Out by Natsuo Kirino
H O L Y S H I T is all I can say.
Anagrams by Lorrie Moore
Strings Too Short to Use was the story that interested me the most and I wanted more of, but Moore spends the most time on The Nun of That instead, which didn’t interest me so much. I do love the overall idea that these characters are the same yet different, with the same names but then with the details rearranged in a different light—except you realize that things don’t change that much after all.
Plus there’s this line: How can she say that she has begun to think that all writing about art is simply language playing so ardently with itself that it goes blind?
Bluets, Jane (a murder), The Art of Cruelty by Maggie Nelson
I want to press a copy of The Art of Cruelty into the hands of everyone I know. It is easily some of the best criticism written in the past ten years. Maggie Nelson is scary-smart and omnivorous and big-hearted and sharp-tongued and brave and never flinches when she writes about anything difficult. I don’t quite understand how she does it but I believe in her and I would follow her anywhere.
The Flamethrowers by Rachel Kushner
You’re a chump if you don’t read this book.
Speedboat by Renata Adler
I wonder whether this or Out was the more brutal book. People aren’t murdered or chopped into pieces in Adler’s New York but they do get shuffled around meaninglessly. They aren’t anyone you know and the narrator is unreliable to the last. I know a lot of people’s entry into this book was how the hyper-fast fragmented style was supposed to mirror contemporary media consumption or something? but the whole time I was thinking these people lived on Mars, they are Martians whose feelings all evaporated.
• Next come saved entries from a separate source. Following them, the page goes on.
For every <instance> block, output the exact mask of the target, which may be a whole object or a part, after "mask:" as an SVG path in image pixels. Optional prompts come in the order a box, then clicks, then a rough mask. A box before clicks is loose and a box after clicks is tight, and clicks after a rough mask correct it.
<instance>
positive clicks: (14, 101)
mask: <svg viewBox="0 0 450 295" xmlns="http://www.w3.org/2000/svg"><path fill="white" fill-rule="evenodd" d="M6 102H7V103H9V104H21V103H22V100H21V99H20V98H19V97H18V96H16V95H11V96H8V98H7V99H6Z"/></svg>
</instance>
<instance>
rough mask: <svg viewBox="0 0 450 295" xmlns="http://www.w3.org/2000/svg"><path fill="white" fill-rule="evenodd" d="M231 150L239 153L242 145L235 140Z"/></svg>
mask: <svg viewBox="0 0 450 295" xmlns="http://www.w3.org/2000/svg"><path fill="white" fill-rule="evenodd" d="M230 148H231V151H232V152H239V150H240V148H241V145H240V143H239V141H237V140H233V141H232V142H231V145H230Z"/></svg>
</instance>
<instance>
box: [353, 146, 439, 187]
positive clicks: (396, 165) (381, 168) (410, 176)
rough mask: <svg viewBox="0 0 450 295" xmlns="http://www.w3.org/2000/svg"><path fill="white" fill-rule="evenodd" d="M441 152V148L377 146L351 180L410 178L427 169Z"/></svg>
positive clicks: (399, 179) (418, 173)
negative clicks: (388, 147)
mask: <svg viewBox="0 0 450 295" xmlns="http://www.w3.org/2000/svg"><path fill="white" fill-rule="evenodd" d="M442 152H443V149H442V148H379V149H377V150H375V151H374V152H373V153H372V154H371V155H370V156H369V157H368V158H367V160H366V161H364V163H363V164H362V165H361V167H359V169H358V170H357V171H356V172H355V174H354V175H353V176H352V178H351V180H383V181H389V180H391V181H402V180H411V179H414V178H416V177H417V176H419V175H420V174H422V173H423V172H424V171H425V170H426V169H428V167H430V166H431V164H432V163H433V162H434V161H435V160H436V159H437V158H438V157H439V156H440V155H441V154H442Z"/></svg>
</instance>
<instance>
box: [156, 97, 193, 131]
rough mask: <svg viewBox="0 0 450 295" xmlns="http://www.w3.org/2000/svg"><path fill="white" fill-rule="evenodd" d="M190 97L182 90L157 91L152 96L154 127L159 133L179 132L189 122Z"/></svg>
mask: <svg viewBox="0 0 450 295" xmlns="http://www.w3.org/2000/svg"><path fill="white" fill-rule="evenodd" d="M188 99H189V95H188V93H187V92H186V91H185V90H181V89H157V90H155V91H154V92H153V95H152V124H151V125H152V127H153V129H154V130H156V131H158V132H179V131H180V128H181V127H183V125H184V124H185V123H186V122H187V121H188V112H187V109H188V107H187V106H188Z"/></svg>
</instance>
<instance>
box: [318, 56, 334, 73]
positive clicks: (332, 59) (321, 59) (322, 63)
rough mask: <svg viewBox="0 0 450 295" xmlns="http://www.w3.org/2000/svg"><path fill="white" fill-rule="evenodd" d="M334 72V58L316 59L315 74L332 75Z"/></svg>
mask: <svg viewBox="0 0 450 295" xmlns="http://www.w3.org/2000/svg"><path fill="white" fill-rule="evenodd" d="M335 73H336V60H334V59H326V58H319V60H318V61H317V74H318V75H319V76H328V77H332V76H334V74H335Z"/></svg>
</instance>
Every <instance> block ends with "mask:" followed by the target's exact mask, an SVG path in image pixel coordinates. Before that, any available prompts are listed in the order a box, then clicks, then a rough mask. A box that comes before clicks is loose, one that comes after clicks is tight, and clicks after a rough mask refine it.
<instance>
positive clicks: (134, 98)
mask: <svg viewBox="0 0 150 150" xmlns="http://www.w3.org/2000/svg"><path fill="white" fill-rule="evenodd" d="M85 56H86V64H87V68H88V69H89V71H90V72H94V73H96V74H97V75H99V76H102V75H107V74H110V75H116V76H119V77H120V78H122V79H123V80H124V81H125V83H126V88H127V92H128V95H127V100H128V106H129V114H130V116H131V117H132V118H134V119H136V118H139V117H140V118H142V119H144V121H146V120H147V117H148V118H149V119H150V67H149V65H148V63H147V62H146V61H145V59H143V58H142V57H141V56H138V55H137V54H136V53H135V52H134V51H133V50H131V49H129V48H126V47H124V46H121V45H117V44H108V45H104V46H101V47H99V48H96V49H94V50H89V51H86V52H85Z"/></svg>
The Heart Is A Lonely Hunter by Carson McCullers, w/Reflections in a Golden Eye, The Ballad of the Sad Café, The Member of the Wedding
I didn’t like Carson McCullers as much this time around. I already read The Heart Is a Lonely Hunter before but this was the first time I tackled any of her other novels. She is always at her best when writing from the POV of tumultuous young girls.
Madness & Civilization by Michel Foucault
If I said I wasn’t bored at times while reading this, I’d be lying. Though, I can see how Foucault’s approach was revolutionary. Reading it now, especially, is so strange. No one talks about the broader social and historical aspects of madness these days; the focus is on the intensely personal or the medical. You can trace the walls being erected through this narrative. I do think a lot of his ideas are crucial and have even shaped the way I think about culture, but I’m not sold on him as a writer.
Dangerous Muse: The Life of Lady Caroline Blackwood by Nancy Schoenberger
Caroline Blackwood first caught my attention in the painting Girl in Bed. I then heard she was an aristocrat and writer and bohemian who was, of course, known for marrying famous artists and because I have this thing about reading the biographies of women who are mythologized as muses to figure out what they were really doing I picked up this book and for the most part was entertained.